Monday, April 04, 2005

We're Agile... Right?

"We don't do much requirements analysis because its too much overhead. "
"We really need to hit our deadline in a few months, so we will make the most with the resources we have."
"Testing is a luxury, we just don't have time for that."
"Our developers have really been letting us down and dogging the project"

These are all reasons I have heard that a team is developing with an Agile philosophy, however none of the projects were Agile at all.

Where do you draw the line between agile and chaos? All too often a project is managed under the assumption it is agile when it reality it is simply chaotic. In the wrong hands, the tenets of agile development can create an incredibly dysfunctional environment. Agile development requires more discipline to do the right things than a highly structured waterfall approach. Here is a list of questions I used to try to clear up the confusion.

1) Are you managing for VALUE? Are the management decisions (features/timeliness/resources) being made to enhance value, or are they serving another purpose. If the timeline is ultimately hard, then focus on providing the highest value items to the customers in allotted time and deliver a high-value working product. Do not feel you can just squeeze out some extra productivity out of the staff and expect everything to work out. It’s a mistake that's been made over and over again. Once the team is set, and the deadlines are made, then you can only manage an extra 10% or so out of the team.

2) Is the end goal Speed or Efficiency?
Most people confuse these two concepts. Getting a project done faster does not correlate well to the efficiency of the project. Some projects appear to move too slowly, but the lack of defects greatly reduces the cost of a project since most defects costs many more times than developing correctly the first time. The best analogy is driving to work. Do you want to be efficient or get home as fast as possible? You could choose to drive as fast as humanly possible, but you end up paying more for gas/speeding tickets/ etc and take on more risks, such as crashing head on into oncoming traffic. I choose efficiency.

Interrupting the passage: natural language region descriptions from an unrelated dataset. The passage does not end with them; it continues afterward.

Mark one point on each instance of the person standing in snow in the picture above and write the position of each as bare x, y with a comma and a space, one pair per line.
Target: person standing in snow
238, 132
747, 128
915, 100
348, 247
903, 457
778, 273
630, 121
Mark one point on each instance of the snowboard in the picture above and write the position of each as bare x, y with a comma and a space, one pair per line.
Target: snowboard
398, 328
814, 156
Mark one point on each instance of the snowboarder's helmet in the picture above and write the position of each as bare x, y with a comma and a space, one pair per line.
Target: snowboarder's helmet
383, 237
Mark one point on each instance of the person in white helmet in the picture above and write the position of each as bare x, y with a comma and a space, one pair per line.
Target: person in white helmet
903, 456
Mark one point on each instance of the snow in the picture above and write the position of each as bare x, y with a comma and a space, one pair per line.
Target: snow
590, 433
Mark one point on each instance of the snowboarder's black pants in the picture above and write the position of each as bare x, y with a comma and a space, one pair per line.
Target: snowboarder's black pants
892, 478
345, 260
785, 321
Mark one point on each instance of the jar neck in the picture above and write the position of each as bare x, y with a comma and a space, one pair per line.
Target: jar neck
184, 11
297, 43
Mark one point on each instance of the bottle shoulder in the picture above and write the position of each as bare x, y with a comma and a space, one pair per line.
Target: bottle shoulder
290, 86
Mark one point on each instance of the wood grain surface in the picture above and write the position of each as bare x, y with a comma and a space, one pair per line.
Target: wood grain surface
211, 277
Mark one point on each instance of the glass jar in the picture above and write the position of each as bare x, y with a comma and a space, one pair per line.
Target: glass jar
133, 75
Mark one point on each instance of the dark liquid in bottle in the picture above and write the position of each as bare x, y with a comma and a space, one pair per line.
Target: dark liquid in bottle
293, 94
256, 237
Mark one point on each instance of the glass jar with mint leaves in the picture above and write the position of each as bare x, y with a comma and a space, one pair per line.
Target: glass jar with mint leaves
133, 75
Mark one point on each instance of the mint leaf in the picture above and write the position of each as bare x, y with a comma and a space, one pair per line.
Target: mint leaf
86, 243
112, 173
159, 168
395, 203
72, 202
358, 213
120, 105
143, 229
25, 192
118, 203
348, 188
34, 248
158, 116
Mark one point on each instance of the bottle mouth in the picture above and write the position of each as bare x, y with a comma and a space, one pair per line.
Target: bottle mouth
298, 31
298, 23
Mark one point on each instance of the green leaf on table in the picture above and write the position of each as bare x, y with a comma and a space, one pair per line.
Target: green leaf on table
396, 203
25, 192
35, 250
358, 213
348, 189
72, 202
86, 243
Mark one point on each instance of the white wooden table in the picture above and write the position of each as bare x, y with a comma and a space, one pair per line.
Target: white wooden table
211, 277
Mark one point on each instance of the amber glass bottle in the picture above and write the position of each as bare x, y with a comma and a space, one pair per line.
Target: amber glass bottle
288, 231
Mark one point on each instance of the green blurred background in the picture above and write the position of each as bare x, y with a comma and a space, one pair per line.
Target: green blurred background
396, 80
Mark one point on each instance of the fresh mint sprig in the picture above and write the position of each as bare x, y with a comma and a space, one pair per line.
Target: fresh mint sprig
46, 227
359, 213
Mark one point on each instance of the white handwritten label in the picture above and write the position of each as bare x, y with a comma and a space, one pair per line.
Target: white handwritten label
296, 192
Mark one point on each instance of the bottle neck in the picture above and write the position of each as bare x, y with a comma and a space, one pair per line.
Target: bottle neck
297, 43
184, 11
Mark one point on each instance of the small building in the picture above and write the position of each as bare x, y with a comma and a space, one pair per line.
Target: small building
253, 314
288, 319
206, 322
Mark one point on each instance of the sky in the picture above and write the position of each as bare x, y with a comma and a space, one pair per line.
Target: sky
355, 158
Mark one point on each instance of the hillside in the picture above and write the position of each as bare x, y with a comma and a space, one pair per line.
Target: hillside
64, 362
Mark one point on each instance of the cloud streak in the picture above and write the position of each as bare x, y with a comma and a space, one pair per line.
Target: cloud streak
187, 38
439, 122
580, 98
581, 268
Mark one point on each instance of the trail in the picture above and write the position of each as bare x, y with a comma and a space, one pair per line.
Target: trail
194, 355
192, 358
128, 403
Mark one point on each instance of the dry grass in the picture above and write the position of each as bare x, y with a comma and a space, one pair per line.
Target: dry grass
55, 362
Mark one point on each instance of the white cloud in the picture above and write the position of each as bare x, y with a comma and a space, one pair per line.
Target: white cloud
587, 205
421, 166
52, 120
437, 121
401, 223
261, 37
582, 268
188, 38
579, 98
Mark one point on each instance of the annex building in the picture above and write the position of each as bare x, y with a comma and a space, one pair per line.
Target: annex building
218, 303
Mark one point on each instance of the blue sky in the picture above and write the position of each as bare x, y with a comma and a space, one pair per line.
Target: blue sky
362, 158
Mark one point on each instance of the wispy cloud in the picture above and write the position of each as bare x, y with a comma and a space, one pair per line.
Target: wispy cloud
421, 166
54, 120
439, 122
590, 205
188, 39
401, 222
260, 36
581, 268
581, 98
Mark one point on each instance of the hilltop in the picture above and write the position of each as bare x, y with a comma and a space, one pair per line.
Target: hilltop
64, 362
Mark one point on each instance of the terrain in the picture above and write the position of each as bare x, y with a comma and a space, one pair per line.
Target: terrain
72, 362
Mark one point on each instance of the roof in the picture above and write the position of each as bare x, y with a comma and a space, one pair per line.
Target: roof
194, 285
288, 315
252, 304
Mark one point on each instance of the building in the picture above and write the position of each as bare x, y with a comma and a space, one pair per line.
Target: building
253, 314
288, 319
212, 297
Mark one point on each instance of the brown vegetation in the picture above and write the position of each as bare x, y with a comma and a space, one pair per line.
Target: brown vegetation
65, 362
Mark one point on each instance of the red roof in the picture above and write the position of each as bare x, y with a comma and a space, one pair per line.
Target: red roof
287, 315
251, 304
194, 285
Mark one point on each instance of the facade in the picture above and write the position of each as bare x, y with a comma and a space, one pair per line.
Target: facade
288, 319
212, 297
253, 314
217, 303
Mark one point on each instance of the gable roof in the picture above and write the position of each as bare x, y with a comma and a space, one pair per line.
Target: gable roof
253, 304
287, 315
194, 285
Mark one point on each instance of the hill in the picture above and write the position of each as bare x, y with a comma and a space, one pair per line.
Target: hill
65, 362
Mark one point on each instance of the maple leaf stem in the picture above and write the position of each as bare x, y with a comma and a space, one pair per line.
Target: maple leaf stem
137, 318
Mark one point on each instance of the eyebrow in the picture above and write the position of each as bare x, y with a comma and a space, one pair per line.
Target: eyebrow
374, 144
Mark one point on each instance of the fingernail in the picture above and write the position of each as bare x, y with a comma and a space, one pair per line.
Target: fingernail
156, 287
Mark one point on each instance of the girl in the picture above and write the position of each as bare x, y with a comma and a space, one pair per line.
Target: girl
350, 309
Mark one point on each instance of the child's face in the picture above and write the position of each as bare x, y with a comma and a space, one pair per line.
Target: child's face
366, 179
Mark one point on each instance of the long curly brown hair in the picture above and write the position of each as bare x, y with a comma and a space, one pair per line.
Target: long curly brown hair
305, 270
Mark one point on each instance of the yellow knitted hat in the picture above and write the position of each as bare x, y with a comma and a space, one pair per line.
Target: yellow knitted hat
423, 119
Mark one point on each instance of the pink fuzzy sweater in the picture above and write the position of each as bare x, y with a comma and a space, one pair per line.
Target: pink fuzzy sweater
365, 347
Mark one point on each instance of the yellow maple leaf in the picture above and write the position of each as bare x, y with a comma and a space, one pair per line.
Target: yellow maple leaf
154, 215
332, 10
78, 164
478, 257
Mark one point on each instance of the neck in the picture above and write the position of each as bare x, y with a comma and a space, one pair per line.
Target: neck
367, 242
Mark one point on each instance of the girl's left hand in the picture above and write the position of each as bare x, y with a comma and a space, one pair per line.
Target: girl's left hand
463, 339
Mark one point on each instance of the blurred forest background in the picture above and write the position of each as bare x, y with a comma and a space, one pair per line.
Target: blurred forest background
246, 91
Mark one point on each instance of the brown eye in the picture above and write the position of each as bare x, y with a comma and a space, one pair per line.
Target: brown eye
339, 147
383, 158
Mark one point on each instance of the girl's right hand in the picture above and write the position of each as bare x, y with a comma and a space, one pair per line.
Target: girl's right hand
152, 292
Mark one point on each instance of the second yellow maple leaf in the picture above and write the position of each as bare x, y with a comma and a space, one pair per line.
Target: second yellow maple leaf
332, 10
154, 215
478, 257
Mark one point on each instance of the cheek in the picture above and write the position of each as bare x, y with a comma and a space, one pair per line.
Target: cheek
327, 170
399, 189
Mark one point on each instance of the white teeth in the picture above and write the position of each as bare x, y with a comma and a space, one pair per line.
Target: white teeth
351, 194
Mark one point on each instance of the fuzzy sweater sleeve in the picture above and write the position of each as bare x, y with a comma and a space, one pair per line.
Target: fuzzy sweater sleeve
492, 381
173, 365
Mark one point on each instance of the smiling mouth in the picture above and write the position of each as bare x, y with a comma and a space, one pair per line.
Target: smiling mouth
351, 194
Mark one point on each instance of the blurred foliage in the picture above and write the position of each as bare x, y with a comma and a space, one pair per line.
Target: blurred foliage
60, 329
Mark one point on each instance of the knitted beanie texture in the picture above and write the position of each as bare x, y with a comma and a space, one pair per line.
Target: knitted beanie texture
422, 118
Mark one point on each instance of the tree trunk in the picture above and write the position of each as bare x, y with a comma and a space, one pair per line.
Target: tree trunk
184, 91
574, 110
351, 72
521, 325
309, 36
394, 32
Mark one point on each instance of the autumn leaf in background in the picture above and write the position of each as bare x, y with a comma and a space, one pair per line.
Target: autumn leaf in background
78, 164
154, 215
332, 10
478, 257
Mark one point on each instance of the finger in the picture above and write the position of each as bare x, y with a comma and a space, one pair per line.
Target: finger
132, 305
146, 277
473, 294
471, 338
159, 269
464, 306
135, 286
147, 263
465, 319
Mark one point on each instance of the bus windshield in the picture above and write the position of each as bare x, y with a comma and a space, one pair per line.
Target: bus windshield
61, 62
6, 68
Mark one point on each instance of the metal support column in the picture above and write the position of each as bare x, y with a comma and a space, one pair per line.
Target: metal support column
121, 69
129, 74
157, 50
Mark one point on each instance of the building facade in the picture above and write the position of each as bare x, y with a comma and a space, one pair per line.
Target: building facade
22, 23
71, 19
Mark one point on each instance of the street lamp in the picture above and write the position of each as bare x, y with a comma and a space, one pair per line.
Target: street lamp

3) Are the customers engaged?
Are your customers an integral part of the process? If not, how can you be sure you are developing the highest value items at any given time?

4) Do you have defined iterations?
I think have predefined iterations (Of a suitable length) are extremely important. Without any defined iterations, it’s too easy to drift into complacency or drift into chaos where the feature list is constantly updated and the development team has nothing to focus on.

5) Do you always have a working, production ready piece of software?
If you are managing the project in such a way that you are adding many partially tested features at one time you are not Agile. Every iteration needs a fully tested piece of software associated with it. If you are adding features that 'We'll clean up later' you are doing a great disservice to the project by introducing inefficiencies and uncertainty.

There are some more, but those covers most of the things that help me draw the distinction between chaos and Agile software development. If you can strongly say yes to all the above items, you need to address this issues ASAP. Being chaotic and explaining it as agility only hurts the agile software development community's credibility.